La tripulación de cabina estaba cerciorándose de que los pasajeros de primera del vuelo BA 179 se abrocharan el cinturón antes de iniciar el descenso al aeropuerto John F. Kennedy. El joven Cottle se había mantenido inexpresivo durante todo el trayecto, con su apatía habitual, aparentemente inmune al sublime encanto de las delicias que le ofrecía British Airways: el champán, el cabernet, el pato con salsa de cerezas, las trufas de chocolate, las películas de estreno y el asiento que se transformaba en cama, con edredón de plumón incluido.

Dos cabinas más atrás, Malcolm Frazier aguardaba en una larga cola para ir al servicio. Estaba rígido como una tabla e irritable a más no poder por haberse pasado seis horas apretujado en uno de los estrechos asientos de en medio. Toda aquella operación había sido un desastre, y sus superiores le habían dejado claro que tendría que apañárselas solo para sacar las castañas del fuego.

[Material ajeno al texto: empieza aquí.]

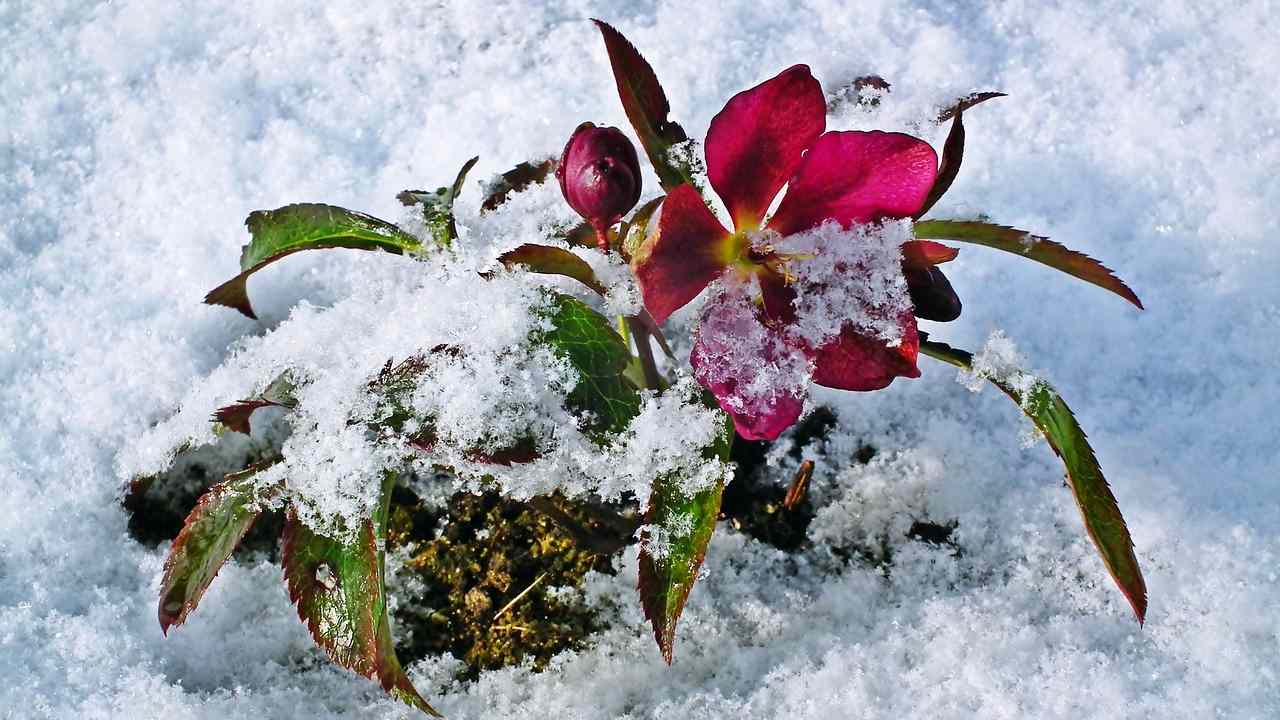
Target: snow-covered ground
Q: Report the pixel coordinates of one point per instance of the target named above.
(137, 135)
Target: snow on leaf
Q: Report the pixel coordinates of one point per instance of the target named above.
(679, 525)
(952, 154)
(965, 103)
(598, 352)
(209, 534)
(1034, 247)
(339, 589)
(547, 259)
(645, 105)
(438, 206)
(306, 226)
(515, 181)
(1098, 507)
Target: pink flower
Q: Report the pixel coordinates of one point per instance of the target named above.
(748, 350)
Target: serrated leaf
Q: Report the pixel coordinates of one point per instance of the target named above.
(339, 589)
(209, 536)
(516, 180)
(952, 154)
(438, 206)
(1031, 246)
(551, 260)
(1093, 497)
(600, 356)
(679, 529)
(952, 151)
(645, 105)
(277, 233)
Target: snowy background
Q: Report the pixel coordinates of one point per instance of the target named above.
(137, 135)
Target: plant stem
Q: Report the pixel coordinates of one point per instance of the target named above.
(652, 378)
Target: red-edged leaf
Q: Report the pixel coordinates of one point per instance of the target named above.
(952, 153)
(677, 531)
(517, 180)
(309, 226)
(236, 415)
(1031, 246)
(339, 588)
(924, 254)
(551, 260)
(1098, 507)
(645, 104)
(209, 534)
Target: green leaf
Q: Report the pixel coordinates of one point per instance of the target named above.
(1031, 246)
(1098, 507)
(339, 588)
(307, 226)
(209, 534)
(671, 556)
(551, 260)
(438, 206)
(598, 352)
(645, 105)
(516, 180)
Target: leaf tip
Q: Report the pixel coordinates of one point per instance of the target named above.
(232, 294)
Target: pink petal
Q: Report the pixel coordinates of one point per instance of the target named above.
(858, 177)
(778, 297)
(754, 374)
(755, 418)
(689, 250)
(754, 144)
(859, 363)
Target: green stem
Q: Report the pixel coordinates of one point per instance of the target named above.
(652, 378)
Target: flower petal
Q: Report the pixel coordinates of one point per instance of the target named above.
(754, 144)
(688, 251)
(755, 376)
(858, 177)
(778, 297)
(859, 363)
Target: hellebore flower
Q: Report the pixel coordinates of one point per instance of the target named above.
(846, 191)
(599, 177)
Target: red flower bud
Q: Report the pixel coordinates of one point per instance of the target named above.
(932, 294)
(599, 176)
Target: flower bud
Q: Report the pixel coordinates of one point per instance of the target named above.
(932, 294)
(599, 176)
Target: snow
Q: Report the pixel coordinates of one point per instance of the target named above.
(138, 135)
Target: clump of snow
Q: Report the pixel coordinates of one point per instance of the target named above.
(849, 277)
(138, 135)
(1001, 363)
(757, 364)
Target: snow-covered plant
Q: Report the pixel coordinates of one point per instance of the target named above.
(483, 368)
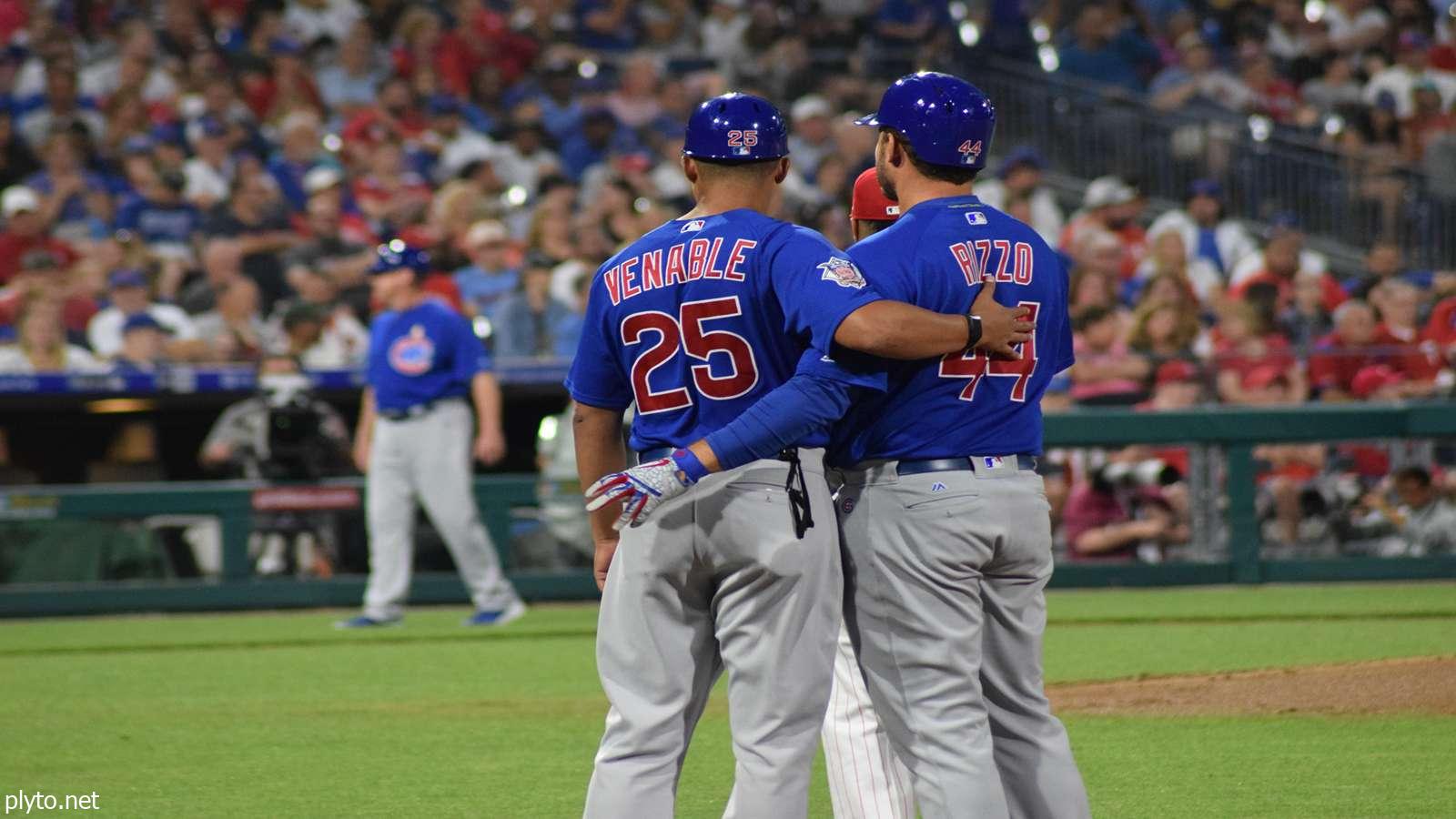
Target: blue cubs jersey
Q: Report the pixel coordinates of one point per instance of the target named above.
(422, 354)
(961, 404)
(699, 318)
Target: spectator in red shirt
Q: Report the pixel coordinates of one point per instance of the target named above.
(1107, 372)
(25, 232)
(1441, 329)
(1280, 268)
(41, 278)
(389, 193)
(1120, 513)
(1273, 95)
(1427, 123)
(1114, 206)
(1249, 359)
(1341, 354)
(422, 43)
(1400, 334)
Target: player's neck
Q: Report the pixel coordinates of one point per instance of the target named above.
(732, 198)
(407, 299)
(919, 189)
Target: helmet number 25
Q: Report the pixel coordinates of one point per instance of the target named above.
(743, 138)
(686, 332)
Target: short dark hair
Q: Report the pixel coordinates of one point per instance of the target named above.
(1088, 317)
(1419, 474)
(953, 174)
(873, 227)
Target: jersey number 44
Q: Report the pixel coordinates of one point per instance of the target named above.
(975, 365)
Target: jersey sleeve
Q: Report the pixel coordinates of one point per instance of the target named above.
(468, 356)
(596, 373)
(817, 395)
(815, 285)
(1065, 356)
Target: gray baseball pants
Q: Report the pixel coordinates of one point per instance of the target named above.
(427, 458)
(717, 581)
(945, 574)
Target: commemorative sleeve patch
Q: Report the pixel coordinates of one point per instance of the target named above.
(844, 273)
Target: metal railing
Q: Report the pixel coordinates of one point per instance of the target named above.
(1087, 130)
(1235, 431)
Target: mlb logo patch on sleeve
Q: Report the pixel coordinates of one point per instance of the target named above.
(844, 273)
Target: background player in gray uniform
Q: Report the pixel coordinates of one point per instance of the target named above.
(693, 324)
(866, 780)
(415, 442)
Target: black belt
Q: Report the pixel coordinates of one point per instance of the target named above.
(660, 452)
(958, 464)
(408, 411)
(800, 511)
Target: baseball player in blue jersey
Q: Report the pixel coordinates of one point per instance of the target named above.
(739, 570)
(944, 519)
(414, 442)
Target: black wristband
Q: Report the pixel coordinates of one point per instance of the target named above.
(973, 331)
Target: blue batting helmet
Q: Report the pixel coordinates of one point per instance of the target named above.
(397, 254)
(735, 127)
(946, 120)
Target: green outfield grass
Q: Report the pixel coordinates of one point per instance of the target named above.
(276, 714)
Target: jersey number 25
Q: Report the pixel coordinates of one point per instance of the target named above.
(686, 332)
(975, 365)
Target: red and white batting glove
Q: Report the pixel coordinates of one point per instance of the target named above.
(640, 489)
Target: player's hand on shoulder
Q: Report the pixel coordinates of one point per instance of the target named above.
(1002, 327)
(640, 490)
(490, 446)
(602, 554)
(361, 450)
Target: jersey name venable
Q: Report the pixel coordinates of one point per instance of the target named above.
(682, 263)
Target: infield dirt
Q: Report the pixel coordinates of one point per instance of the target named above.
(1416, 685)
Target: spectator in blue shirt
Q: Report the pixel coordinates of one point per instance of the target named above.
(160, 217)
(524, 324)
(561, 108)
(349, 85)
(490, 278)
(298, 157)
(604, 25)
(70, 194)
(1101, 53)
(597, 138)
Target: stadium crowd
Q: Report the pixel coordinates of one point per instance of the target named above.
(204, 182)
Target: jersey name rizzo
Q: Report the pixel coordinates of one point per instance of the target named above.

Pero su misión se había complicado más si cabe. El sencillo encargo de hacerse con el libro había dado paso a una investigación sobre quién había pagado aquella suma exorbitante y por qué. Le ordenaron que siguiera el libro para hallar las respuestas y, como de costumbre, borrar su rastro por todos los medios necesarios. Como no podía ser de otra manera, el asunto se consideraba de prioridad máxima, y su jefe estaba al borde de la histeria. El secretario Lester había exigido que se le informara hasta del detalle más insignificante.

Todo esto tenía amargado a Frazier. Estaba tan cabreado que podría matar a alguien.

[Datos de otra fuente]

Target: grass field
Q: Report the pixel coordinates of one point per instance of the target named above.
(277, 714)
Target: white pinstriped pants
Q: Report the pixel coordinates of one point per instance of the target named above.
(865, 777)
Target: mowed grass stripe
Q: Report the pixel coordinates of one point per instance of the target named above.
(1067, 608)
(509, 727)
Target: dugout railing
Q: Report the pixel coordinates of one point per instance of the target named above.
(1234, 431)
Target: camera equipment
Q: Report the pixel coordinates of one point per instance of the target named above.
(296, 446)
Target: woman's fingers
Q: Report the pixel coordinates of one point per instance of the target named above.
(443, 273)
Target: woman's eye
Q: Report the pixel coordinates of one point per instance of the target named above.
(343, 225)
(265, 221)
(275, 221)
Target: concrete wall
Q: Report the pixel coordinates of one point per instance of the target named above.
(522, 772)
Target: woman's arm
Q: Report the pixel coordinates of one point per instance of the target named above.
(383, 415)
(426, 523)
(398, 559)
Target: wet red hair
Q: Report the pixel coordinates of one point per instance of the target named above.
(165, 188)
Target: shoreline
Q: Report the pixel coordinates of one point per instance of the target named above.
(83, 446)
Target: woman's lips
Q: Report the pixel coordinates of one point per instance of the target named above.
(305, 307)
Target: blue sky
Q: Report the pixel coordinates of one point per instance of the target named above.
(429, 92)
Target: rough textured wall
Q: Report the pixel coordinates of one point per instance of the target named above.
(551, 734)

En la puerta de embarque de la terminal 5 de Heathrow, Frazier se había acercado a Cottle cuando este estaba haciendo cola frente al mostrador de primera clase. Temía que el joven lo reconociese dentro del avión, así que quería disipar toda sospecha. También quería hacerle algunas preguntas «inocentes».

– ¡Eh! -exclamó Frazier, fingiendo estar agradablemente sorprendido-. ¡Pero qué casualidad! Yo estaba en la subasta hace un rato.

Cottle lo miró, entornando los ojos.

– Por supuesto, señor, ya me acuerdo.

– Menuda se ha organizado, ¿verdad?

– Sí, señor. Ha sido espectacular.

– ¡Vaya, resulta que vamos en el mismo vuelo! Qué cosas, ¿no? -Señaló el equipaje de mano de Cottle-. Me imagino lo que llevas ahí dentro.

– Sí, señor -respondió Cottle, visiblemente incómodo.

– ¿Hay alguna posibilidad de saber quién se ha llevado el gato al agua? Todavía estoy interesado en comprarlo. Tal vez podría llegar a un acuerdo con el que me ganó en la puja.